Here is a concern: if the adversary can cause the size to be modified (say by adding comments to an blog page), then he can effectively mark certain requests as happening within a certain time period by setting a unique size for that time period.
This might be easiest to appreciate in the limit. Suppose you have a huge number of servers (relative to the number of clients) with DNS load-balancing among them. Each one basically has no requests or all those from the same client. Linking together multiple client requests allow them to collectively reveal information about the client. You might learn the language in one request, the platform in another, etc. A similar argument applies to splitting the logs across increasingly small time periods (per-day, per-hour, although at some point the time period gets below a given client’s “browsing session"). Obviously both of these examples are not near reality at some point, but the more you separate the logs across machines and over time, the more that requests might reasonably be inferred to belong to the same client. This presents an tradeoff you can make between accuracy and privacy by aggregating across more machines and over longer time periods.
:-D
A more conservative approach would be more “pull” than “push”, so you don’t collect data until you want it, at which point you add it to the collection list. Just a thought.

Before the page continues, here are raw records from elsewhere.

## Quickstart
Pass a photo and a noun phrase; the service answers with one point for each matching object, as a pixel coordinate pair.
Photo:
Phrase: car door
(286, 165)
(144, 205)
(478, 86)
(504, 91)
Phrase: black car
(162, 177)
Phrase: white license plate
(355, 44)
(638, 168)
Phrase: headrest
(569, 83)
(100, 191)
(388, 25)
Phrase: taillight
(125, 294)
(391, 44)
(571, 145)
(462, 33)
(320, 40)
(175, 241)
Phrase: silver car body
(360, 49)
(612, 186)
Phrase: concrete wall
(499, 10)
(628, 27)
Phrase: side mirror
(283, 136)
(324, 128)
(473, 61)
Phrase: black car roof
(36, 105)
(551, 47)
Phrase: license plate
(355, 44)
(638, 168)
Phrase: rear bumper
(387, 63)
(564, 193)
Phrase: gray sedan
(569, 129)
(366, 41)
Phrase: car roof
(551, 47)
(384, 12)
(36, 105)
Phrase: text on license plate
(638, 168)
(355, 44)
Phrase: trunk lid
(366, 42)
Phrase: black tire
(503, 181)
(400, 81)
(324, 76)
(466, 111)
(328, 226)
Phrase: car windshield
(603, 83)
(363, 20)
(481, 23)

I think this is the ultimate test, and it sounds like you put a lot of thought into it (as expected).
Are there any files there are only of particular interest to a particular user or user subpopulation? Examples might be an individual’s blog or Tor instructions in Kurdish. If so, revealing that they have been accessed could indicate if and when the user or subpopulation are active on the Tor site. Are there any files that might hold particular interest to some adversary? Examples might be a comparison in Mandarin between Psiphon tools and Tor. If so, revealing their access frequency could indicate to the adversary that they should pay close attention to whatever is signified by that file. A similar issue arose with the popularity onion services, about which I believe the current consensus is that it should be hidden, the canonical example being a government that monitors the popularity of political opposition forums to determine which ones are beginning to be popular and thus need to be repressed.
I’m happy to see that you’re removing 404s! Some things that occurred to me are avoided by doing this (e.g. inadvertent sensitive client requests).